Viele NGOs haben ein grundsätzliches Problem: Sie erreichen junge Leute nicht mehr. Zeiss erklärt, das Marketing sei oft veraltet und nicht ausreichend digitalisiert. „Denen bricht die junge Spenderschaft weg.“ Tatsächlich zeigen Erhebungen des Deutschen Spendenrates, dass in den vergangenen Jahren der Anteil der Spender der Generation 70plus konstant am höchsten liegt. Mit knapp 50 Prozent liegen sie dabei weit vor den anderen Altersgruppen. Der Anteil der Spender unter 39 Jahre geht zurück, die Anzahl der Spender insgesamt ebenso. Deswegen setzt die Unternehmerin auf neue Medien wie zum Beispiel Influencer, die über Instagram enorme Reichweiten erzielen und die sozialen Projekte der NGOs gezielt platzieren können. Zusätzlich berät Emerald Berlin soziale Organisationen und Unternehmen zu weiteren Modellen des digitalisierten Marketings.

Emerald Berlin geht auf Influencer zu und fragt sie nach einem sozialen Thema, dass ihnen zwar am Herzen liegt, sie aber noch nicht in ihrem Kanal untergebracht haben. „Dann suchen wir die passende NGO und machen den Match“, erklärt Zeiss weiter. „Wir überlegen gemeinsam mit dem Influencer, wie man das Thema angemessen umsetzen kann, sodass die Kollektion zu ihm oder ihr passt. Gemeinsam gestalten wir dann.“

Wenn die Organisation damit zufrieden ist, gibt es eine Projektseite bei uns, die die Influencer veröffentlichen und über befreundete Influencer weiter teilen. „So geben sie dem sozialen Projekt ein Gesicht.“ Die Kleidung stammt aus fairer und nachhaltiger Produktion und kann über den Online-Shop gekauft werden. Für die NGOs ist der Service kostenlos.

Im Sommer 2018 hatte sich Zeiss zur Gründung entschieden. Nach einem halben Jahr habe sie darüber nachgedacht, dass sie auf Investoren womöglich nicht sehr attraktiv wirke. „Ich bin eine Frau, ich habe Migrationshintergrund, ich habe alleine gegründet: ich erfülle praktisch die gesamte Liste von „Don’t do it“, schildert Zeiss. Sie sagt, statistisch gesehen, sei es für Frauen deutlich schwieriger, geeignete Investoren zu finden. Doch Hürden hat die 35-Jährige schon früh im Leben gemeistert.

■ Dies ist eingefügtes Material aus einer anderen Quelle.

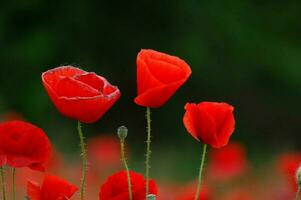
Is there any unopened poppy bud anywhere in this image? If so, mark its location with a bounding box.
[296,166,301,187]
[117,126,128,140]
[146,194,156,200]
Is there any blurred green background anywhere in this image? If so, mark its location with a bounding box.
[0,0,301,181]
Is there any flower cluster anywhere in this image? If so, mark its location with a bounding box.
[0,49,301,200]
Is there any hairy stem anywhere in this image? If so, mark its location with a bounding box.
[145,107,152,196]
[77,121,88,200]
[194,144,207,200]
[0,166,6,200]
[295,185,301,200]
[120,139,133,200]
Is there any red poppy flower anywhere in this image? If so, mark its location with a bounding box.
[99,171,158,200]
[27,175,78,200]
[135,49,191,107]
[0,121,51,170]
[278,153,301,191]
[207,142,248,181]
[183,102,235,148]
[42,66,120,123]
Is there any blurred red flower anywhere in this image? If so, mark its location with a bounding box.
[135,49,191,107]
[88,135,121,168]
[42,66,120,123]
[183,102,235,148]
[207,142,248,181]
[0,121,51,170]
[278,152,301,191]
[27,175,78,200]
[221,190,255,200]
[99,171,158,200]
[176,183,213,200]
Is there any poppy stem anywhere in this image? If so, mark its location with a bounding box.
[77,121,88,200]
[12,168,16,200]
[118,126,133,200]
[0,166,6,200]
[295,186,301,200]
[145,107,152,196]
[194,144,207,200]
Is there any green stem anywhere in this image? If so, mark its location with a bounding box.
[0,166,6,200]
[295,185,301,200]
[120,139,133,200]
[12,168,16,200]
[145,107,152,196]
[194,144,207,200]
[77,121,88,200]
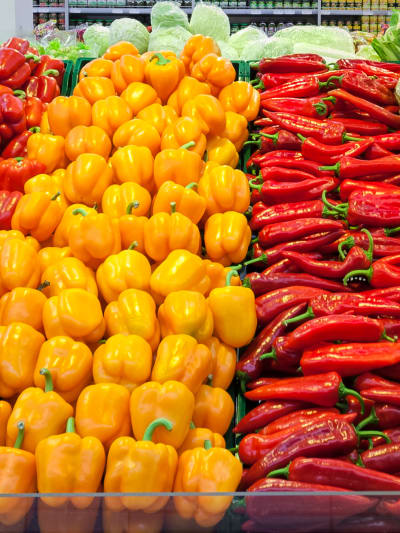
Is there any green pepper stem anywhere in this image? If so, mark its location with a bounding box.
[142,418,174,440]
[14,420,25,449]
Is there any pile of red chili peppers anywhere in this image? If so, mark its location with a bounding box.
[234,54,400,533]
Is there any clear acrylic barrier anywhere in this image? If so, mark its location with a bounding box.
[0,490,400,533]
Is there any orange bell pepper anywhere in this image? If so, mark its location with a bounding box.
[0,420,36,531]
[190,54,236,96]
[93,334,153,392]
[103,41,139,61]
[198,165,250,216]
[153,181,206,224]
[0,400,12,446]
[154,147,204,189]
[144,206,201,261]
[158,291,214,342]
[41,257,97,298]
[97,249,151,303]
[111,54,146,94]
[150,250,210,303]
[0,238,40,295]
[193,385,235,435]
[113,118,161,157]
[33,335,93,403]
[104,289,160,351]
[0,287,46,331]
[174,440,243,527]
[130,381,194,449]
[101,181,151,218]
[63,153,114,206]
[79,57,113,81]
[53,204,97,247]
[182,94,226,135]
[204,211,251,266]
[6,368,74,453]
[47,96,92,137]
[151,334,211,394]
[11,192,65,242]
[218,81,260,122]
[178,428,225,450]
[110,144,154,191]
[119,212,148,253]
[168,76,211,116]
[75,383,131,450]
[73,76,115,105]
[104,418,178,513]
[208,270,257,348]
[92,96,133,139]
[180,35,221,74]
[26,133,67,174]
[145,52,185,104]
[65,126,111,161]
[121,81,161,115]
[43,289,105,342]
[161,117,207,157]
[137,104,178,135]
[221,111,249,152]
[35,417,106,509]
[204,337,237,390]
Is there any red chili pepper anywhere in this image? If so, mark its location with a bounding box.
[0,190,22,230]
[300,342,400,378]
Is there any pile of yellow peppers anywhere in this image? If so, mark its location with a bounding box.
[0,35,259,531]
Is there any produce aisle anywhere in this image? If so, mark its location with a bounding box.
[0,22,400,533]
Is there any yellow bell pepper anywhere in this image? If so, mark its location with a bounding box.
[6,368,74,453]
[144,210,201,261]
[178,428,225,450]
[35,417,106,509]
[198,165,250,216]
[182,94,226,135]
[65,126,112,161]
[218,81,260,122]
[204,337,237,390]
[33,335,93,403]
[11,192,65,242]
[151,334,211,394]
[144,52,185,104]
[43,289,105,342]
[75,383,131,450]
[104,289,160,351]
[208,270,257,348]
[0,322,45,398]
[97,249,151,303]
[110,145,154,192]
[68,209,121,268]
[150,250,210,303]
[63,154,113,206]
[93,333,153,392]
[113,118,161,156]
[101,181,151,218]
[174,441,243,527]
[104,418,178,513]
[0,287,46,331]
[92,96,133,139]
[193,385,235,435]
[207,137,239,168]
[159,291,214,340]
[26,133,67,174]
[204,211,251,266]
[130,381,194,449]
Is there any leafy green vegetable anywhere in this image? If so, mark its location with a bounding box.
[110,18,149,54]
[190,2,231,41]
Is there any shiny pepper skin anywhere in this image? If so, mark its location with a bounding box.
[43,289,105,342]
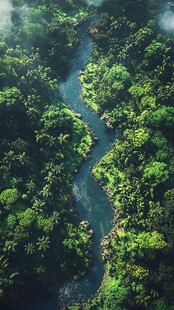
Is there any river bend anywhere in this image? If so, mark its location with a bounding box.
[33,17,116,310]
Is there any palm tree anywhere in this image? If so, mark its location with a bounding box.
[36,236,50,252]
[24,242,35,254]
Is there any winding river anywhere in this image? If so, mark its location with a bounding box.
[35,15,116,310]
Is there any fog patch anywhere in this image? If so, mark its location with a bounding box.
[159,2,174,33]
[0,0,13,35]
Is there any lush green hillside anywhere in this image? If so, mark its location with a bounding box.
[81,0,174,310]
[0,0,92,304]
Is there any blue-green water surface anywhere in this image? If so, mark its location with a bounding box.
[35,18,116,310]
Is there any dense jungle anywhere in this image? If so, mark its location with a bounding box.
[0,0,174,310]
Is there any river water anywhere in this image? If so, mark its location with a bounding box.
[32,17,116,310]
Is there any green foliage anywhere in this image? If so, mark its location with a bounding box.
[0,0,93,307]
[81,0,174,310]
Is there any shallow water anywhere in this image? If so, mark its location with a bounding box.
[31,18,116,310]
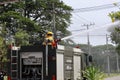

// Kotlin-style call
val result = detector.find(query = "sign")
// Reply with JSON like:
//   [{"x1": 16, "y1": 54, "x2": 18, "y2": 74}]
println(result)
[{"x1": 23, "y1": 58, "x2": 42, "y2": 65}]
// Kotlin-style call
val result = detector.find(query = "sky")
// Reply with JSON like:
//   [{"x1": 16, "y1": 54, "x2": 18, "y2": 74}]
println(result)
[{"x1": 61, "y1": 0, "x2": 120, "y2": 46}]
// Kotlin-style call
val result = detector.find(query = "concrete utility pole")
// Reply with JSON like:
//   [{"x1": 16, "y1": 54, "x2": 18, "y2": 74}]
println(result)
[
  {"x1": 106, "y1": 34, "x2": 110, "y2": 75},
  {"x1": 83, "y1": 23, "x2": 95, "y2": 55}
]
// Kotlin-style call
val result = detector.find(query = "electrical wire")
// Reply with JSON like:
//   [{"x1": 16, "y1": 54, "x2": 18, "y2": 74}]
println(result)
[{"x1": 72, "y1": 2, "x2": 120, "y2": 13}]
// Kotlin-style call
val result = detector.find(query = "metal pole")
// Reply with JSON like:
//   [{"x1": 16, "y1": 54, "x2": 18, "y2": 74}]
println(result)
[
  {"x1": 46, "y1": 44, "x2": 48, "y2": 76},
  {"x1": 52, "y1": 3, "x2": 57, "y2": 39},
  {"x1": 83, "y1": 23, "x2": 94, "y2": 55},
  {"x1": 106, "y1": 34, "x2": 110, "y2": 75},
  {"x1": 116, "y1": 53, "x2": 120, "y2": 72}
]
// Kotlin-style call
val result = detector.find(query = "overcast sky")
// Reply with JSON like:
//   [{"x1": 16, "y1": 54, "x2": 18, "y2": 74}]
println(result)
[{"x1": 61, "y1": 0, "x2": 120, "y2": 45}]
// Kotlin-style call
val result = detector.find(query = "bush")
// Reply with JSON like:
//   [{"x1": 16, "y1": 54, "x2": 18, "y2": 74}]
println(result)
[{"x1": 83, "y1": 66, "x2": 105, "y2": 80}]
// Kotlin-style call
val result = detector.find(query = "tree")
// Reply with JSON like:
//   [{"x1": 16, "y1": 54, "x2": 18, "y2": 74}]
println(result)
[
  {"x1": 0, "y1": 0, "x2": 72, "y2": 45},
  {"x1": 109, "y1": 11, "x2": 120, "y2": 54}
]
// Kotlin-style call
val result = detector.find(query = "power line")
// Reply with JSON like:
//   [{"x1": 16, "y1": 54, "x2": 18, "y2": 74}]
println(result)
[{"x1": 73, "y1": 2, "x2": 120, "y2": 13}]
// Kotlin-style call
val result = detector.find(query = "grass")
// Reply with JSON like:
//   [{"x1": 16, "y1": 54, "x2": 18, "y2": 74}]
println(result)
[{"x1": 105, "y1": 73, "x2": 120, "y2": 78}]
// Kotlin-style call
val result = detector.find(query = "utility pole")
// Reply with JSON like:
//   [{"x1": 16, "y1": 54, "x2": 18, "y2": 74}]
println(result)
[
  {"x1": 83, "y1": 23, "x2": 95, "y2": 55},
  {"x1": 52, "y1": 3, "x2": 57, "y2": 39},
  {"x1": 106, "y1": 34, "x2": 110, "y2": 75},
  {"x1": 0, "y1": 0, "x2": 19, "y2": 5}
]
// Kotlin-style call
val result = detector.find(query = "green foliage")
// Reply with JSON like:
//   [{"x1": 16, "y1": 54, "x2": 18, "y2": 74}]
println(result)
[
  {"x1": 83, "y1": 66, "x2": 104, "y2": 80},
  {"x1": 15, "y1": 29, "x2": 29, "y2": 46},
  {"x1": 0, "y1": 37, "x2": 8, "y2": 62},
  {"x1": 109, "y1": 11, "x2": 120, "y2": 54}
]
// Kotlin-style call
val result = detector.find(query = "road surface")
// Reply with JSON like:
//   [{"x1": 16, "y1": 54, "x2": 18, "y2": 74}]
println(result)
[{"x1": 104, "y1": 76, "x2": 120, "y2": 80}]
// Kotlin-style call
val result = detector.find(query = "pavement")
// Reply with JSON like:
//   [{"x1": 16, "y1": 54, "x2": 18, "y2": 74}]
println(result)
[{"x1": 104, "y1": 76, "x2": 120, "y2": 80}]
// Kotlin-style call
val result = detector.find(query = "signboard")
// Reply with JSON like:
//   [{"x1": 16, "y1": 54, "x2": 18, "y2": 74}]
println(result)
[{"x1": 23, "y1": 58, "x2": 42, "y2": 65}]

Zeiss kam als Kind nach Deutschland

Als Kind ist die gebürtige Sizilianerin mit ihrer deutschen Mutter und ihrem Bruder nach Deutschland gekommen. Die Mutter hat neun Geschwister, die ebenfalls Menschen unterschiedlicher Herkunft geheiratet haben – eine bunte Familie. In der Schule gibt es zunächst Schwierigkeiten, sie sei nicht „angepasst genug“. Ihre Leistungen seien in den starren Strukturen nicht gesehen worden. Sie habe sich viel gelangweilt, erzählt Zeiss. Die Empfehlung der Lehrkräfte lautete Sonderschule. Die Eltern entscheiden sich für eine integrierte Gesamtschule. Dort ist ihr eine Lehrerin wohlgesonnen, fördert sie in ihren Stärken und lässt sie einfach sie selbst sein.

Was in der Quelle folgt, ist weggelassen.